The wicker bowl above are the ones we kept out for slicing and eating, while all the rest were
washed up for chopping. There are several ways to preserve tomatos - the most common is canning (my mother's style), but too hot for me. I freeze mine (and yes, as my mother tells me, when civilization goes to h*ll in a handbasket, SHE will have canned food to eat, while I will have a freezer full of soggy thawed tomatos). I don't care. I served time in a 120 degree kitchen when I was a teenager helping for weeks on end during canning season (also known as the entire month of August), and frankly, I'd rather starve to death than do that again.
So - I have my own style of freezing tomatos - been doing it for years. In the winter I use my tomatos to make chili, spaghetti sauce, stew, soup, etc. All the same ingredients go in each -
tomatos, green pepper, Italian seasoning, and minced garlic.

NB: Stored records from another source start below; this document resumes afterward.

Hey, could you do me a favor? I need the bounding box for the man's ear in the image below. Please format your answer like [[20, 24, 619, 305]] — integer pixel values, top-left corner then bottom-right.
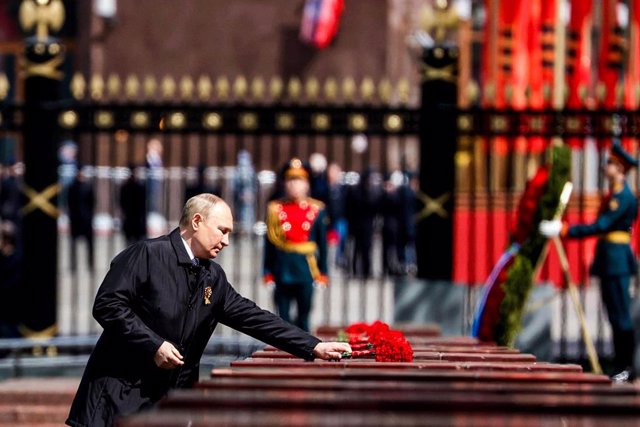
[[192, 213, 202, 229]]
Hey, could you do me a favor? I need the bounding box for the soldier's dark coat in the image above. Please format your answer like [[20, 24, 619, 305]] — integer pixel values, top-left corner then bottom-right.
[[568, 181, 638, 331], [66, 228, 320, 427]]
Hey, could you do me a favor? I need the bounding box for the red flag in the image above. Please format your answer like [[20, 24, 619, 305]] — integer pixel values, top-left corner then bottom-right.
[[299, 0, 345, 49], [566, 0, 594, 109], [598, 0, 623, 109]]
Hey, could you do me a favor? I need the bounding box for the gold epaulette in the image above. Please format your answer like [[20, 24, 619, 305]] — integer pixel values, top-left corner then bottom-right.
[[307, 197, 325, 210]]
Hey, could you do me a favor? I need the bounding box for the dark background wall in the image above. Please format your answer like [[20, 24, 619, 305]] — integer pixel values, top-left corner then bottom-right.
[[93, 0, 389, 81]]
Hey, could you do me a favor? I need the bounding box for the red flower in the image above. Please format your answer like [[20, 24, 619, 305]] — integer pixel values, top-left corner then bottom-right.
[[342, 321, 413, 362]]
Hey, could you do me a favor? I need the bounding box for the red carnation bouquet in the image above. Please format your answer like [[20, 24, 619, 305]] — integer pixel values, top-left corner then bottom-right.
[[338, 321, 413, 362]]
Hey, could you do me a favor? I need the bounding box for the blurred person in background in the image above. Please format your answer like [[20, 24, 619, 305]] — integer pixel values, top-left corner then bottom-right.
[[120, 165, 147, 246], [0, 220, 21, 338], [0, 159, 22, 223], [185, 164, 221, 203], [326, 162, 348, 268], [345, 167, 383, 279], [309, 152, 329, 203], [263, 158, 328, 331], [381, 170, 405, 276], [145, 138, 164, 215], [68, 166, 95, 271], [58, 140, 78, 217], [232, 150, 258, 234]]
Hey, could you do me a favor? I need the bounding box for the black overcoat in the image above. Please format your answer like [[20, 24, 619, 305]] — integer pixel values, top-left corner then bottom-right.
[[66, 228, 320, 427]]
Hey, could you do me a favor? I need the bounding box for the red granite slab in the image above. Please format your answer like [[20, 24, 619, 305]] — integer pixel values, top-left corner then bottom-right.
[[230, 358, 580, 372]]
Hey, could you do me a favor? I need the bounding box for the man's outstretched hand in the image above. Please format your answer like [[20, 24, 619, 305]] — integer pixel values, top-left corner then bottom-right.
[[313, 342, 352, 360]]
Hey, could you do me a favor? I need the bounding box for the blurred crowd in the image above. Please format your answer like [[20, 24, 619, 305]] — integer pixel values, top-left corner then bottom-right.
[[0, 138, 420, 337]]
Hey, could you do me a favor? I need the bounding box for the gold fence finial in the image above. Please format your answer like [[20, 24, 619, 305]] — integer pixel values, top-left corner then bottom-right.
[[216, 76, 230, 100], [378, 78, 392, 103], [161, 75, 176, 99], [89, 74, 104, 100], [397, 78, 411, 104], [251, 76, 266, 100], [232, 75, 248, 98], [19, 0, 65, 40], [467, 80, 479, 104], [179, 75, 195, 100], [70, 72, 85, 100], [287, 77, 302, 100], [341, 77, 356, 101], [197, 75, 212, 101], [0, 73, 8, 100], [305, 77, 320, 101], [124, 74, 140, 99], [143, 75, 157, 98], [106, 73, 121, 98], [615, 82, 624, 107], [360, 77, 375, 102], [269, 76, 284, 99], [595, 81, 605, 104], [323, 77, 338, 101]]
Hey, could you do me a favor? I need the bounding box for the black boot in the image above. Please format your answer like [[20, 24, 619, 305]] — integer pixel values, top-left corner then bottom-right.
[[611, 330, 636, 383]]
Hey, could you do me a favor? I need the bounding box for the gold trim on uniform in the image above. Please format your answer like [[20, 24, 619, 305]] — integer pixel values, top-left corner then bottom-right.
[[601, 231, 631, 244], [609, 199, 619, 211]]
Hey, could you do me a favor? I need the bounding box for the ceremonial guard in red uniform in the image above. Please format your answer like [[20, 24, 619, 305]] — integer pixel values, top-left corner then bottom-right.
[[263, 159, 328, 331]]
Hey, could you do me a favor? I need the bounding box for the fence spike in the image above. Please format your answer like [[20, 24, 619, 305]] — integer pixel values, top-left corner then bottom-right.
[[215, 76, 230, 100], [124, 74, 140, 99], [483, 81, 495, 106], [143, 75, 157, 98], [161, 75, 176, 99], [70, 72, 85, 100], [305, 77, 320, 100], [360, 77, 375, 101], [287, 77, 302, 101], [0, 73, 7, 100], [377, 78, 392, 103], [466, 80, 479, 104], [323, 77, 338, 101], [89, 74, 104, 101], [341, 77, 356, 101], [251, 76, 266, 100], [232, 75, 248, 98], [397, 78, 410, 104], [269, 76, 284, 99], [615, 81, 624, 107], [197, 75, 212, 101], [106, 73, 121, 98], [595, 81, 605, 104], [179, 75, 195, 100], [504, 83, 513, 105], [542, 83, 552, 104]]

Therefore, in July, I freeze them all together, so I can just dump them in the slow cooker with the meat, and go back to whatever's more important than fixing dinner (includes any number of things).
The cored tomatos are chopped into approximately 1/2" pieces, plus juice, seeds and skin. I have a very large blue granite wear bowl I use every year and it takes about 4 ice cream buckets full of tomatos to fill the blue bowl. Each year I grow different variety tomatos so each year the taste is a little different. This year, there were more Mr. Stripey's so the tomatos will more yellow than usual (Mr. Stripey's are a yellow tomato with a red star-like swirl at the base and low acidity).
After chopping, each container gets filled about 3/4 of the way with tomatos (and a couple scoops of juice).
Tomorrow morning I'll be out picking more tomatos, rinsing and repeating, until the freezer is full and come October, the spaghetti will be in the crockpot.